‘Nothing about us, without us’ : Why displacement camps need their own kind of journalism
This blog is part of our ‘Road to Bonn’ blog series - conversation starters ahead of the Public Forum in Bonn, Germany, on 10 December 2025, held in partnership with DW Akademie and Fondation Hirondelle. To dive into this topic more, read the Public Forum Framing Paper.
Blog written by Aarni Kuoppamäki, DW Akademie, as told to Alex Glynn (CDAC Network).
At DW Akademie, we work with our partners to strengthen free media, free expression and free societies. We train journalists to hold power accountable and create spaces where people affected by decisions can participate in shaping them. It's the foundation of any functioning democracy that those in power must answer to those they serve.
But what happens when the people you serve aren't citizens? When the basic service provider can't be voted out?
This was the question that confronted us when our South Sudan project faced a massive displacement situation about a decade ago. We went in with a traditional media development approach, focused on training East African journalists to report on displacement. What quickly realised that this needed a more context-specific approach: displacement communication.
Our work in Uganda, and later in refugee camps like Kakuma in Kenya, Cox's Bazaar in Bangladesh, and Bidibidi in Uganda, opened our eyes to a fundamental challenge. In many displacement contexts, humanitarian organisations often function as the state. They provide healthcare, education, food distribution, security – all the functions of government. Yet unlike a government, they can't be voted out. Refugees can't elect them, which fundamentally changes the power dynamic.
This creates a paradox. The Grand Bargain committed humanitarian actors to greater accountability, but how do you make an organisation accountable when the people it serves have no formal power over it?
The answer is the same one that works in democracies: communication.

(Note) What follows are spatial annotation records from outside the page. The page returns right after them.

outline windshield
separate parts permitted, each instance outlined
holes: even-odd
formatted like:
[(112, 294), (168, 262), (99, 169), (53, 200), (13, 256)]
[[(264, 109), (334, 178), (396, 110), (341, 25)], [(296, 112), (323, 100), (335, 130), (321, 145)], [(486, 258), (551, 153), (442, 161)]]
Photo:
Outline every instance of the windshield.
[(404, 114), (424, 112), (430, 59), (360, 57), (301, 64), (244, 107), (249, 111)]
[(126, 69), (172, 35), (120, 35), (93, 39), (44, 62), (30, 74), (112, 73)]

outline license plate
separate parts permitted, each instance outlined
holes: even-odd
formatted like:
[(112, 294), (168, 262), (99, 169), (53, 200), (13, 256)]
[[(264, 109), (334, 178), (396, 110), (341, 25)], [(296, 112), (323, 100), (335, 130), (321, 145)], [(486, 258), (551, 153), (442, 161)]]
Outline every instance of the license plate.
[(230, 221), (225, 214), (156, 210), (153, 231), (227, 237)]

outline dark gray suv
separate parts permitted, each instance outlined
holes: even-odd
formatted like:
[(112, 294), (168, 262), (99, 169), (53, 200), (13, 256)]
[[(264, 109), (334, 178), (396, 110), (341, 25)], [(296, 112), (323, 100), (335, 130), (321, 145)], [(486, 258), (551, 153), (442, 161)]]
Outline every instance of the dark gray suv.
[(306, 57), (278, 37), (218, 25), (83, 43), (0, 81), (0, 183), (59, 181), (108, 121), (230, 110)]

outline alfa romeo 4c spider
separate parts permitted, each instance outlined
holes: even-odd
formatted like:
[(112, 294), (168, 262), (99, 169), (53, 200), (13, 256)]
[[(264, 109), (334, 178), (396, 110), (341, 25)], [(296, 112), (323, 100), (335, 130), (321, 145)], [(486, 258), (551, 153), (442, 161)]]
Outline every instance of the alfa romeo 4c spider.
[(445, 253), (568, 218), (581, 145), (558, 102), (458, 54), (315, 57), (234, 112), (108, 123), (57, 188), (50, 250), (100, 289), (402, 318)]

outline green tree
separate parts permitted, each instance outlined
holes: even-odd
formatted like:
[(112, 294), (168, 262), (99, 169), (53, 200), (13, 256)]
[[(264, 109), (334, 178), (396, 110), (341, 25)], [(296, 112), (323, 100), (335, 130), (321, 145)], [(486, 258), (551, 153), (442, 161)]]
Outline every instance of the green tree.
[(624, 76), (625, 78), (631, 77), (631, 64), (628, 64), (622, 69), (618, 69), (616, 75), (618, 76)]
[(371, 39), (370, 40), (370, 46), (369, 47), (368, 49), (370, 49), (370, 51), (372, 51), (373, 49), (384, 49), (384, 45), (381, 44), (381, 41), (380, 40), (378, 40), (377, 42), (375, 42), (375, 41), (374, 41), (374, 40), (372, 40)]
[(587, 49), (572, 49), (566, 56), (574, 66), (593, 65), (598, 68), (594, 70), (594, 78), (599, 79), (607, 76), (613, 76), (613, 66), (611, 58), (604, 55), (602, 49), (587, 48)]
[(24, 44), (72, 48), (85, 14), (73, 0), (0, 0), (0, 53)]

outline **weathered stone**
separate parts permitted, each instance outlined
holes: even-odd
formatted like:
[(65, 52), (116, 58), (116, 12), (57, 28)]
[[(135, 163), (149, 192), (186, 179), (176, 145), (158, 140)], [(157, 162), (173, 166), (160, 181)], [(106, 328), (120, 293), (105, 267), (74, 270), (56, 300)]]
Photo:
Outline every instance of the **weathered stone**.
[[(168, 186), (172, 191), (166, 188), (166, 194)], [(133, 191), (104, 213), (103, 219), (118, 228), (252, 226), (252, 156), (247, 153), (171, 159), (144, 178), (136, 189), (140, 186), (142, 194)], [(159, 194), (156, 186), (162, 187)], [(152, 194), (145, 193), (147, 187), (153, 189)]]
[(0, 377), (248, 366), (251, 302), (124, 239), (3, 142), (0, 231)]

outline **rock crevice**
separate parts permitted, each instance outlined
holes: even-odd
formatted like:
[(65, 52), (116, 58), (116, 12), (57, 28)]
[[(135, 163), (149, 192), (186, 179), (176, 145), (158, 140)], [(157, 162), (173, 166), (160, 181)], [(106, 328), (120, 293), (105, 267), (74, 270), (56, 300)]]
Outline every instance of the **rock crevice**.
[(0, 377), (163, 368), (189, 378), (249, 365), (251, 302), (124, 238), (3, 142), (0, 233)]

Building accountability through dialogue
In Kakuma refugee camp, we worked with FilmAid Kenya to set up Sikika, a radio programme that embodies this principle. But we learned quickly that simply broadcasting information wasn't enough. Our initial needs assessment revealed that, while literacy was low and radio was the right medium, many people didn't have radios, creating a catch-22.
To address this problem, we created listening groups. Today, our local partner COME Initiative operates around 220 listening groups across the camp (down from 290 due to resource challenges), a reality that reflects the broader crisis in humanitarian communication. Biweekly, the team produces a 40-minute programme available online and brings it to these listening groups.
One important part is that the radio team regularly joins the listening sessions. They hear directly from refugees whether their concerns have been represented, what issues matter most, and what they want to hear about.
The team of 12 people creating this content includes members from different refugee communities and host populations. This isn't humanitarian workers talking about refugees. It's refugees and host communities speaking for themselves, setting their own agenda. As the saying goes in the camps: "Nothing about us, without us."
What accountability sounds like
A reality is that people don't always want to talk about humanitarian policy. Food distribution is a critical issue right now – especially given the USAID cuts. People struggle to understand why some receive food, and others don't, and why humanitarian prioritisation isn't better communicated. But they also want to discuss how to open a business, how to obtain birth certificates, football, and music.
This is what genuine participation looks like. It might not always be what is at the top of the humanitarian agenda, but engaging people in a way they want to be engaged is a necessary part of good journalism, good communication and good humanitarian action.
The information flows both ways. Humanitarian organisations want their messages communicated, but what airs is up to the team. And crucially, information goes back to humanitarian agencies, who must then act on what they've heard. Building this trust took time – getting humanitarian organisations to truly listen remains one of our biggest challenges.
Communication is aid
What we've learned from this journey – and CDAC Network has been instrumental in helping us understand this – is that communication in humanitarian responses needs to be treated as essential infrastructure, as fundamental as water or shelter. It should be an explicit service in every response, contextualised for each situation but guided by common principles.
This isn't traditional journalism – it's displacement communication: facilitating participation, enabling dialogue, and creating accountability in environments where formal democratic mechanisms don't exist.
As funding dwindles and trust erodes in crisis information systems, the question becomes more urgent: how do we ensure people affected by crises aren't just recipients of aid, but active participants in the decisions that shape their lives?
That's the conversation we need to have –and one I'm looking forward to exploring at CDAC's Public Forum this week.